- Genre: Game show
- Created by: John Junkin
- Presented by: John Junkin
- Starring: Carol Vorderman
- Country of origin: United Kingdom
- Original language: English
- No. of series: 2
- No. of episodes: 37

Production
- Running time: 30 minutes (inc. adverts)
- Production company: Yorkshire Television

Original release
- Network: Yorkshire Television (1986) ITV (1987)
- Release: 1 February 1986 – 3 June 1987

= Ask No Questions =

1986 British TV game show

Ask No Questions is a British game show that originally aired as a regional programme for Yorkshire Television in 1986 on Saturdays, then it became networked for most ITV regions in 1987.

==Transmissions==

| Series | Start date | End date | Episodes |
|---|---|---|---|
| 1 | 1 February 1986 | 15 March 1986 | 7 |
| 2 | 27 March 1987 | 3 June 1987 | 30 |

===Regional transmissions information===
====1986====
The first series only aired in the Yorkshire region on Saturdays.

====1987====
The second series aired in the rest of the regions, but it was not networked:
- Border, Tyne Tees and Yorkshire: Started on 27 March and finished on 3 June.
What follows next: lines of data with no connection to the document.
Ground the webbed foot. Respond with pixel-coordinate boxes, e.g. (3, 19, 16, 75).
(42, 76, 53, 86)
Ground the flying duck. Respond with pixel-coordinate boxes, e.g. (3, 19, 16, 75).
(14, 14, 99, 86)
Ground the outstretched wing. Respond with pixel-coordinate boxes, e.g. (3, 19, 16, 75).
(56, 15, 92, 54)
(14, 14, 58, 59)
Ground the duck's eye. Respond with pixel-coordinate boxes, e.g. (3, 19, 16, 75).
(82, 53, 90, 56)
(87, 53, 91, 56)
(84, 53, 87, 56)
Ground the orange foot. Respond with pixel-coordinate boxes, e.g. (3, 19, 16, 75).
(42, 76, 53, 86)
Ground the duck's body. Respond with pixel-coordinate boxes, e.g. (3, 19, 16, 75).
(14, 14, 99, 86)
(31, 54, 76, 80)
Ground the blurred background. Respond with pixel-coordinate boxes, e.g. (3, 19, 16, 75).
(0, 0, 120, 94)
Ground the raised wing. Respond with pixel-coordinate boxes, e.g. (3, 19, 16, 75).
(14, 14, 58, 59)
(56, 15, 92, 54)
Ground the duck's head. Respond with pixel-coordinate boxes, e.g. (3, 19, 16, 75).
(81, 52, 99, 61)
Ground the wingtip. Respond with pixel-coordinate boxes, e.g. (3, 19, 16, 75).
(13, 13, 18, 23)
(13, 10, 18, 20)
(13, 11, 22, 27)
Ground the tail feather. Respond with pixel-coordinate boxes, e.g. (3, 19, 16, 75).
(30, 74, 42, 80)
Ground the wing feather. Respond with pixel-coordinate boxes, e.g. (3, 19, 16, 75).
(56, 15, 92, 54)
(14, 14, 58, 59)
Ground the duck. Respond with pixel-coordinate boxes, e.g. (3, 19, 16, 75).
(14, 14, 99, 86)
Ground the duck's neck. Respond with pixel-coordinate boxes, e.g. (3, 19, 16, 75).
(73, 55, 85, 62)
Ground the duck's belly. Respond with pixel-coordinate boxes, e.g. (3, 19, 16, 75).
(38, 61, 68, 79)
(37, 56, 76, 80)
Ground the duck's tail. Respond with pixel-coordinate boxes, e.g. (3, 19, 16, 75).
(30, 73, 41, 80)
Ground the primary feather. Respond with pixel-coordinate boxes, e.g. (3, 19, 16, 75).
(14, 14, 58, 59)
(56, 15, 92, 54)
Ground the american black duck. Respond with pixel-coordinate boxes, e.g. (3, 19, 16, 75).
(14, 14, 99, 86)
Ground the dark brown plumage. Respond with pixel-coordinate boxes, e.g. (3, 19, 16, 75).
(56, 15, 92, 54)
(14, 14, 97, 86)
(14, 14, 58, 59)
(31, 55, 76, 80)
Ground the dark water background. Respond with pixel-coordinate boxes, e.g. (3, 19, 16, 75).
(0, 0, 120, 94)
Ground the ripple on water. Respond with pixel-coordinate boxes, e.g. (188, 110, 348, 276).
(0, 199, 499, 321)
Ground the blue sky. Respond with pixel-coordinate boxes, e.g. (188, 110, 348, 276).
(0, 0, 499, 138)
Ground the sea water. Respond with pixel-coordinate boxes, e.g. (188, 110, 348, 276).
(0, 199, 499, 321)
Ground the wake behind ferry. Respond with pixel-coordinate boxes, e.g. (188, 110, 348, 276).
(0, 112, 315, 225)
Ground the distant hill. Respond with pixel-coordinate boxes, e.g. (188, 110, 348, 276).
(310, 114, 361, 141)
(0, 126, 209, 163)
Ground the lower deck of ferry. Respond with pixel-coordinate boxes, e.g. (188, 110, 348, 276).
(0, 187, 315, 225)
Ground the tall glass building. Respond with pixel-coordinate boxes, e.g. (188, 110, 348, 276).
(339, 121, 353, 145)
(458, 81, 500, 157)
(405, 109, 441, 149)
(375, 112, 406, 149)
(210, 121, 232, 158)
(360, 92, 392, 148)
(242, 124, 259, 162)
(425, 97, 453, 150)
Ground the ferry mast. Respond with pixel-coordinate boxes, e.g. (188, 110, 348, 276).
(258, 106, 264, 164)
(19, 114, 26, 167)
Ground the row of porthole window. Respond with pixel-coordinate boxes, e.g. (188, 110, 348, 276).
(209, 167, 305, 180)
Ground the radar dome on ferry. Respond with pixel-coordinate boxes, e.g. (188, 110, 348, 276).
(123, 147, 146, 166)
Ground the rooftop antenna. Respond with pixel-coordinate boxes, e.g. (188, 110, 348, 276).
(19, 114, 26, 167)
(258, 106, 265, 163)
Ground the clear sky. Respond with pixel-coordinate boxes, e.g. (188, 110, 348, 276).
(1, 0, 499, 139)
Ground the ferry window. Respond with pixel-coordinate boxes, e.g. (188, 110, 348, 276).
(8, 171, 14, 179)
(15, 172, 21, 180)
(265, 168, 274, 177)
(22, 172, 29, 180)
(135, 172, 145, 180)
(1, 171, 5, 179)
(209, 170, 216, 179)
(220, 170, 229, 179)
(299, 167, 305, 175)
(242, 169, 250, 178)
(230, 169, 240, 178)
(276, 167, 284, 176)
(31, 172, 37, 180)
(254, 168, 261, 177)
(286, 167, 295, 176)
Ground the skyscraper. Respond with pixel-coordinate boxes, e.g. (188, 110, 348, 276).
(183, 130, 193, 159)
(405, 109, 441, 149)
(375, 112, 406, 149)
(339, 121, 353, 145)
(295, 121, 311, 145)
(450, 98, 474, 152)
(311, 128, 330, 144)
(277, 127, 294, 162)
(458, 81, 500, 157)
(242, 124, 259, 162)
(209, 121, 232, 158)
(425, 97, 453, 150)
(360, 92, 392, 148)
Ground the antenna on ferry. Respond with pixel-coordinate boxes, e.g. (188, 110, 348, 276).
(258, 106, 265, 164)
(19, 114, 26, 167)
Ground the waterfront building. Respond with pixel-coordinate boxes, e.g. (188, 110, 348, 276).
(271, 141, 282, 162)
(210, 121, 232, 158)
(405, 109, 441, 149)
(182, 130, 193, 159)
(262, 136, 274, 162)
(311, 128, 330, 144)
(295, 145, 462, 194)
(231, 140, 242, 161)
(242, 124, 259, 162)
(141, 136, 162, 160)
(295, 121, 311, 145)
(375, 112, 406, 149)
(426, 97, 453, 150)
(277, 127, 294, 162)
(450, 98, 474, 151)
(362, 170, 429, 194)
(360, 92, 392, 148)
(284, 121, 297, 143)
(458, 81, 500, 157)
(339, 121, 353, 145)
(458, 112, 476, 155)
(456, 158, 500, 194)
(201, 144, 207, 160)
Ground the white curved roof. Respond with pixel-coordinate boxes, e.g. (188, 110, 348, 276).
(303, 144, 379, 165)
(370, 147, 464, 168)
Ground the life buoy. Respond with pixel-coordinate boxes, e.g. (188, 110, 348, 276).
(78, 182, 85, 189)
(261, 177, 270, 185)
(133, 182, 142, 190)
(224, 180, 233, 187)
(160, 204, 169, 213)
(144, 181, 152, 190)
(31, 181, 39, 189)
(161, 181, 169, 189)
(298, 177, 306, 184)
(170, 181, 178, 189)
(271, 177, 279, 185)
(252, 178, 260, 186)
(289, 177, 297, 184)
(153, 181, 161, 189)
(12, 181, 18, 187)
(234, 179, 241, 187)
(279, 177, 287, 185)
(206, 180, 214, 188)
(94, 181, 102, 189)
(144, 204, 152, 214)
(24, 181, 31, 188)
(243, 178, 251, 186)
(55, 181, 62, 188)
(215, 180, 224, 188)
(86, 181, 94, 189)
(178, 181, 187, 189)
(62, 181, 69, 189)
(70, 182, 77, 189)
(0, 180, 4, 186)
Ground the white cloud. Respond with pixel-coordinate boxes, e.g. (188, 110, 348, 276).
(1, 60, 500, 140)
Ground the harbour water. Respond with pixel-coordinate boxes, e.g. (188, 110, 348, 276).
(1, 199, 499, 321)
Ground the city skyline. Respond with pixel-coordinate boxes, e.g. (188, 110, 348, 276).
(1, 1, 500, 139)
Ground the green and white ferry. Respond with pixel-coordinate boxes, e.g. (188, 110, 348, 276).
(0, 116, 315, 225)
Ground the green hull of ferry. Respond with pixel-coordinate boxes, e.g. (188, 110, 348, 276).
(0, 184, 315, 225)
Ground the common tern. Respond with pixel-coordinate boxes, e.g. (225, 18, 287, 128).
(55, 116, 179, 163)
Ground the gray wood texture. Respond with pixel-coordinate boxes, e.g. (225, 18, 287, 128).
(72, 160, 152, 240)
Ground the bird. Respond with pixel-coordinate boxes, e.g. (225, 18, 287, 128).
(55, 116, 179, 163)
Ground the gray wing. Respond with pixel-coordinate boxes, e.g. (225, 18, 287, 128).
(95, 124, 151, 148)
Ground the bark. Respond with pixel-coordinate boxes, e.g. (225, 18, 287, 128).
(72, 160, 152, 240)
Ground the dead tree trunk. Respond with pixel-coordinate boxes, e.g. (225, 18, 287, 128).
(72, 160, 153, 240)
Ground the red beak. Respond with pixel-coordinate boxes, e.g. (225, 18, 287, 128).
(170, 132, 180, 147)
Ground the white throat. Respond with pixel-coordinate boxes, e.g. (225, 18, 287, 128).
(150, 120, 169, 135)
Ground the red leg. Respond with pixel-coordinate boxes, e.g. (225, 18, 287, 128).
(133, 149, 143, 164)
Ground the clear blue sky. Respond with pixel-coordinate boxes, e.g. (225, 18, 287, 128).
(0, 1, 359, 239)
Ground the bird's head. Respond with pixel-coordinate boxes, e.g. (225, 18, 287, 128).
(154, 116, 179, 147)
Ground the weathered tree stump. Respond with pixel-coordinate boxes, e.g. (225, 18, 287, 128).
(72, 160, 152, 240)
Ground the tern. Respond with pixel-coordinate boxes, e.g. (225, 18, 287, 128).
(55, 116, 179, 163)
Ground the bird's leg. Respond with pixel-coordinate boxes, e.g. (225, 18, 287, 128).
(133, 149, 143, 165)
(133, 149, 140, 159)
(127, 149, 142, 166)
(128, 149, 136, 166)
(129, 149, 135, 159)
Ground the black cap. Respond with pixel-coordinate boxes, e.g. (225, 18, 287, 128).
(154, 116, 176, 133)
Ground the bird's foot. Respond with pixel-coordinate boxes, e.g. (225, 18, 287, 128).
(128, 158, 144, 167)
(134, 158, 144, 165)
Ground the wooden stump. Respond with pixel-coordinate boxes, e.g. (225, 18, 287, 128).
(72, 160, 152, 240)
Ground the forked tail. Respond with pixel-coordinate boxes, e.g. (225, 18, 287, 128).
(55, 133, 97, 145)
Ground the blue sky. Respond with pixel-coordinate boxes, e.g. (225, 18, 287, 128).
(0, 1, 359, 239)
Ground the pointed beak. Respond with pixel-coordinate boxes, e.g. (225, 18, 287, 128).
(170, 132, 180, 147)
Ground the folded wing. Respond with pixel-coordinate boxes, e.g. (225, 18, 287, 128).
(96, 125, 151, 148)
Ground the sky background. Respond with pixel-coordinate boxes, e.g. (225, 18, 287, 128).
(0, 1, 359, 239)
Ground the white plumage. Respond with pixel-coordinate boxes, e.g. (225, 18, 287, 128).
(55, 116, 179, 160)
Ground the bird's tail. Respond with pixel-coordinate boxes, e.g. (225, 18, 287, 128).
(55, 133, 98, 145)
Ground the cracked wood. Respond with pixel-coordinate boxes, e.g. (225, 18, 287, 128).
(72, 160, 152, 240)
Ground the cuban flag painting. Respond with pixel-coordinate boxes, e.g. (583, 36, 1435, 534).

Mondays, Wednesdays and Fridays at 5:15pm.
- LWT: Started on 27 March and finished on 28 August. Fridays at 5:15pm. Not all episodes were broadcast.
- UTV: Started on 27 March and finished on mid-July. ??? at 5:15pm.
- HTV Started on 30 March and finished July. Mondays and Wednesdays at 5:15pm.
- Scottish: Started on 9 April and finished in August. at 3:00pm/3:30pm.
- Anglia: Started on April and finished on May. ??? at 9:50am.
- Grampian: Started on 19 August and finished on 24 September. Wednesday to Friday at 5.10pm before switching to 3.00pm for the last 2 weeks
- TVS and Channel Television: Weekly at 3:00pm.
- Central, Granada and TSW: Did not air the series.